The exchange rate is 0.732398


# TRANSFORM
> **Writing a transform function that:**

+ Changes the '**Market Cap (US Billion)**' column from **USD** to **GBP**
+ Rounds the '**Market Cap (US Billion)**' column to **3 decimal places**
+ Rename '**Market Cap (US Billion)**' to '**Market Cap (GBP Billion)**'

In [7]:
def transform(data):
    # Changing from USD to GBP
    data['Market Cap (US$ Billion)'] = round(exchange_rate * data['Market Cap (US$ Billion)'], 3)
    
    # Renaming the column
    data.rename(columns = {'Market Cap (US$ Billion)': 'Market Cap (GBP$ Billion)'}, inplace=True)
    
    return data

# LOAD
> **Create a function that takes a dataframe and load it to a CSV.**

In [8]:
def load(target_file, data):
    # Loading data to CSV file which is target_file.
    data.to_csv(target_file, index=False)

# LOGGING FUNCTION

In [9]:
def log(msg):
    # Year-Month-Day-Hour-Minute-Second
    time_format = '%Y-%h-%d-%H:%M:%S'
    
    # get current time
    now = datetime.now()
    time = now.strftime(time_format)
    
    with open('./logfile.txt','a') as f:
        f.write('- ' + time + ' , ' + msg + '.\n')
    

# Running the ETL Process
> **Logging the process accordingly:**

In [10]:
log("ETL Job Started")

> **Extract**
+ Use the function extract, and print the first 5 rows

In [11]:
log("Extract phase Started")
# Extracting data
extracted_data = extract()

# Printing the first five rows
extracted_data.head()

Unnamed: 0,Name,Market Cap (US$ Billion)
0,JPMorgan Chase,390.934
1,Industrial and Commercial Bank of China,345.214
2,Bank of America,325.331
3,Wells Fargo,308.013
4,China Construction Bank,257.399


In [12]:
log("Extract phase Ended")

> **Transform**
+ Use the function transform, and print the first 5 rows

In [13]:
log("Transform phase Started")
# Transforming the data
transformed_data = transform(extracted_data)
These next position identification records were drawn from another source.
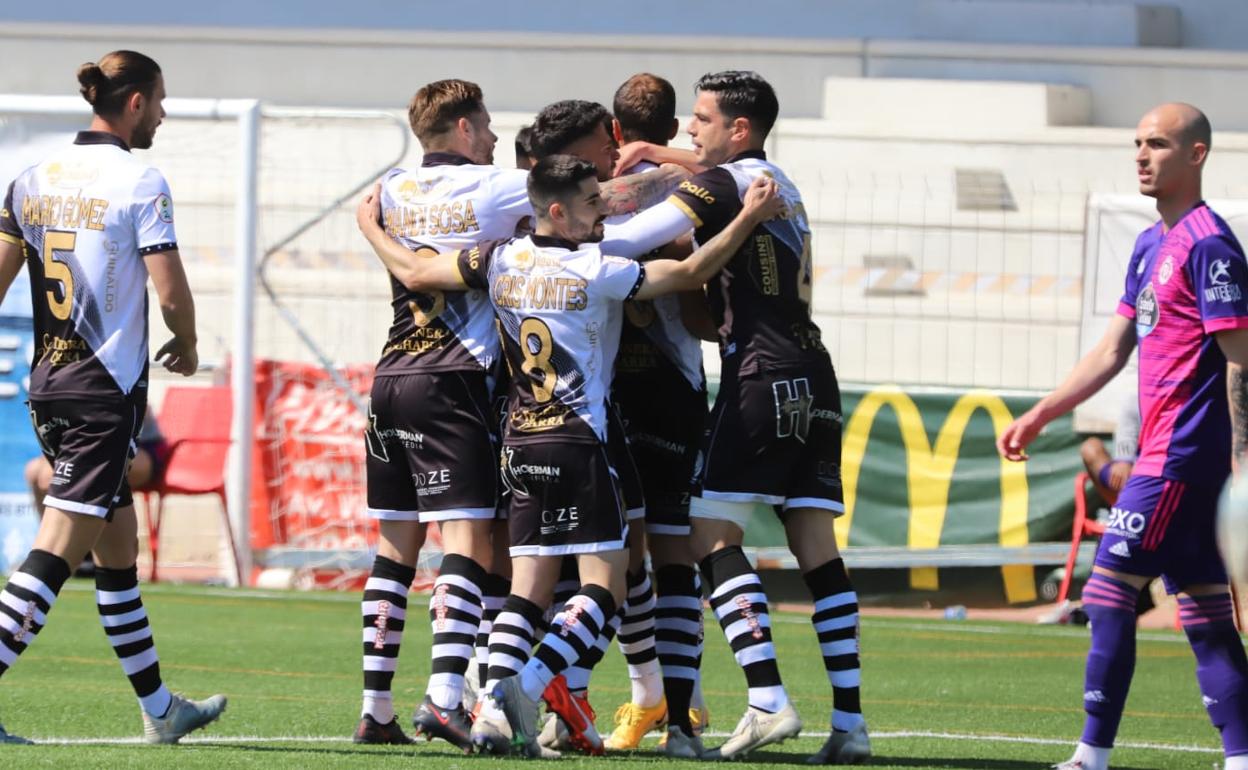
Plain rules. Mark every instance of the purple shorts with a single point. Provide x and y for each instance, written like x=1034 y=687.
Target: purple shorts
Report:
x=1163 y=527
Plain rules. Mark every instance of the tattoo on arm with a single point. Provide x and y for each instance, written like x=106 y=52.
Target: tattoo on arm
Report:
x=1237 y=391
x=639 y=191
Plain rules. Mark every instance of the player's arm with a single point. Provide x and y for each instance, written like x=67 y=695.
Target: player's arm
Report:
x=634 y=152
x=11 y=255
x=421 y=270
x=761 y=202
x=177 y=308
x=1234 y=346
x=1090 y=375
x=639 y=191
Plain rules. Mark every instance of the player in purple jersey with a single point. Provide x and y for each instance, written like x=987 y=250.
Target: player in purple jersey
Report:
x=92 y=224
x=1186 y=306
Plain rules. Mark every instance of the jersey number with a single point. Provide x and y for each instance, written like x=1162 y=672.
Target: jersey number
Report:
x=537 y=346
x=427 y=307
x=55 y=270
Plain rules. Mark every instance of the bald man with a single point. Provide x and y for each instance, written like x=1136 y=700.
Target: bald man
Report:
x=1186 y=306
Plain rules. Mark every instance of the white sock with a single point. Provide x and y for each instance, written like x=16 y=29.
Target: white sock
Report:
x=381 y=708
x=647 y=682
x=1093 y=758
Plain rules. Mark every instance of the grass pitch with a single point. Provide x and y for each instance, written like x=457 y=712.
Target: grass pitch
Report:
x=936 y=694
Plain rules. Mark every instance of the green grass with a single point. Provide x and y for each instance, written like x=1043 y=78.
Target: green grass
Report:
x=290 y=664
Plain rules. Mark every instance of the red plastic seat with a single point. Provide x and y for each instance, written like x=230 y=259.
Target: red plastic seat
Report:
x=195 y=423
x=1083 y=527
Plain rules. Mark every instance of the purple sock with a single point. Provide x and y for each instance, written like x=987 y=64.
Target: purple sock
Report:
x=1111 y=608
x=1221 y=665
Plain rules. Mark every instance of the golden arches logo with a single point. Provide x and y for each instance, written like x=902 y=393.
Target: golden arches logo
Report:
x=930 y=473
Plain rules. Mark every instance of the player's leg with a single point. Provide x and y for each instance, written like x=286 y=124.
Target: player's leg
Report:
x=383 y=607
x=1127 y=559
x=166 y=716
x=39 y=476
x=575 y=512
x=744 y=467
x=494 y=592
x=1207 y=614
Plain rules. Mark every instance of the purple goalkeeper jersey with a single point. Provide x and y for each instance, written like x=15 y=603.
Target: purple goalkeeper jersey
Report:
x=1183 y=286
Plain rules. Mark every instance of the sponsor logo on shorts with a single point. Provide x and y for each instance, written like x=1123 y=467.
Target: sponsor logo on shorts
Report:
x=658 y=442
x=432 y=482
x=541 y=419
x=63 y=472
x=560 y=519
x=1126 y=523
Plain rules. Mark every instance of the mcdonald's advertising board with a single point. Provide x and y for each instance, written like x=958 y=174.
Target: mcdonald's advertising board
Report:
x=920 y=469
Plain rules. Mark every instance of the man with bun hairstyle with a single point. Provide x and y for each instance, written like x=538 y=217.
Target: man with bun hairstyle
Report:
x=91 y=224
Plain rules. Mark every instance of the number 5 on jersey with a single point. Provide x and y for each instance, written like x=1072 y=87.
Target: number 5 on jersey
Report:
x=55 y=270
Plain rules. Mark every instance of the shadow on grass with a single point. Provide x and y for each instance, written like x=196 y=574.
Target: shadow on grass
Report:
x=965 y=763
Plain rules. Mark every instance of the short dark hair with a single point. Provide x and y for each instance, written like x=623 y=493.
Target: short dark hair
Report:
x=645 y=105
x=438 y=106
x=107 y=84
x=557 y=176
x=563 y=122
x=524 y=141
x=743 y=94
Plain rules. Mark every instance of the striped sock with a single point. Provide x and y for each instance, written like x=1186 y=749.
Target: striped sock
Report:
x=578 y=674
x=1221 y=667
x=678 y=635
x=741 y=607
x=454 y=615
x=1111 y=609
x=385 y=612
x=637 y=642
x=26 y=600
x=493 y=593
x=835 y=623
x=511 y=643
x=572 y=635
x=125 y=622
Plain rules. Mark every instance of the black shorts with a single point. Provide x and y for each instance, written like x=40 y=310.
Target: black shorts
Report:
x=431 y=448
x=774 y=437
x=620 y=456
x=564 y=499
x=664 y=428
x=89 y=444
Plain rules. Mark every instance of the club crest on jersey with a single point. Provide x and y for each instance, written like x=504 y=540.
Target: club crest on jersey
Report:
x=71 y=176
x=1147 y=311
x=413 y=191
x=164 y=209
x=1166 y=271
x=1219 y=272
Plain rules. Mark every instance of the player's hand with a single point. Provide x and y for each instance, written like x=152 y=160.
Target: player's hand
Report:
x=180 y=357
x=1012 y=442
x=630 y=155
x=761 y=201
x=368 y=212
x=1118 y=476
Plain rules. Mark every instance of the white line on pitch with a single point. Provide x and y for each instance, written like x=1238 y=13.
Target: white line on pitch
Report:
x=887 y=735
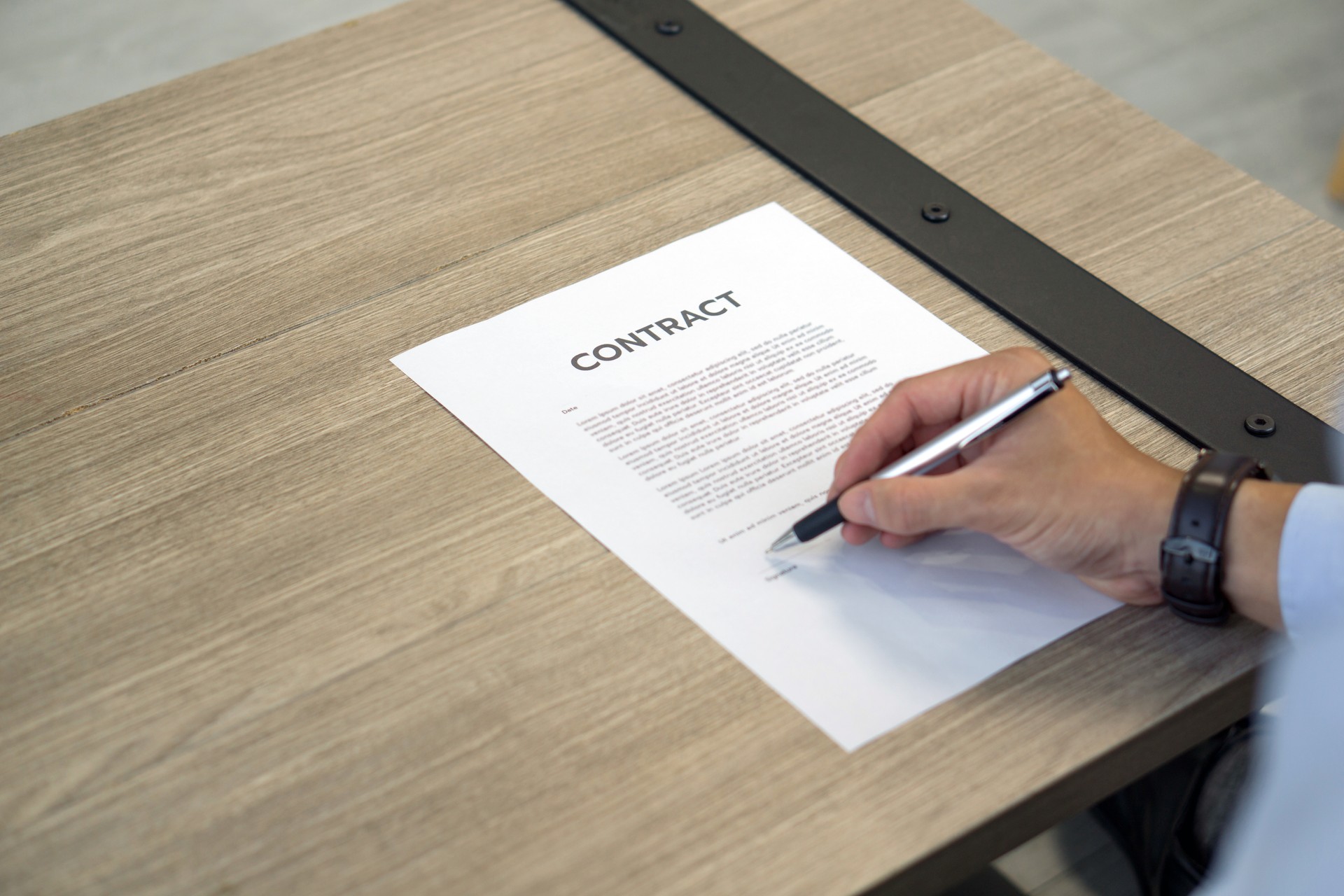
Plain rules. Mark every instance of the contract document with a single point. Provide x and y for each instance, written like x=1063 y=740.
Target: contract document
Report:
x=687 y=407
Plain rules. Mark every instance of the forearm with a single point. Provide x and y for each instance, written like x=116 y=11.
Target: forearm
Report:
x=1252 y=547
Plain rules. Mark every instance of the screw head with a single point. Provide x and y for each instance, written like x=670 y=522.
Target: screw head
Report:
x=1260 y=425
x=936 y=213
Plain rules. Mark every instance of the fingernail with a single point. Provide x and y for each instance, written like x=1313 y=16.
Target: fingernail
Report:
x=862 y=512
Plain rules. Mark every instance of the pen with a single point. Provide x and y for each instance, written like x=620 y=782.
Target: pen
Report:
x=933 y=453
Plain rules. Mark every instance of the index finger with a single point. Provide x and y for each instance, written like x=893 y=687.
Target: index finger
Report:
x=929 y=402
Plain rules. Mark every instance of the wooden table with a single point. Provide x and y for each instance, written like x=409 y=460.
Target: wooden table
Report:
x=273 y=621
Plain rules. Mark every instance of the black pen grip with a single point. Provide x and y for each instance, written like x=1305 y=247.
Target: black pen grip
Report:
x=820 y=520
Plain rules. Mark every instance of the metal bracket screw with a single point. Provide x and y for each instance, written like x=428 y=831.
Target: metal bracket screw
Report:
x=1260 y=425
x=936 y=213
# Printing the first 5 rows
transformed_data.head()

Unnamed: 0,Name,Market Cap (GBP$ Billion)
0,JPMorgan Chase,286.319
1,Industrial and Commercial Bank of China,252.834
2,Bank of America,238.272
3,Wells Fargo,225.588
4,China Construction Bank,188.519


In [14]:
log("Transform phase Ended")

> **Load**
+ Loading data into a **CSV file**

In [15]:
# The file
target = './loaded_data.csv'

# Loading the data
log("Load phase Started")
load(target, extracted_data)
log("Load phase Ended")

# **Checking**
> Checking if the data saved correctly in the file ***loaded_data.csv***

In [16]:
saved_data = pd.read_csv('./loaded_data.csv')
saved_data.head()

Unnamed: 0,Name,Market Cap (GBP$ Billion)
0,JPMorgan Chase,286.319
1,Industrial and Commercial Bank of China,252.834
2,Bank of America,238.272
3,Wells Fargo,225.588
4,China Construction Bank,188.519


> Reading the **log file**

In [17]:
log_file = open('./logfile.txt', 'r')
print(log_file.read())


- 2022-Aug-16-00:33:35 , ETL Job Started.
- 2022-Aug-16-00:33:35 , Extract phase Started.
- 2022-Aug-16-00:33:35 , Extract phase Ended.
- 2022-Aug-16-00:33:35 , Transform phase Started.
- 2022-Aug-16-00:33:35 , Transform phase Ended.
- 2022-Aug-16-00:33:35 , Load phase Started.
- 2022-Aug-16-00:33:35 , Load phase Ended.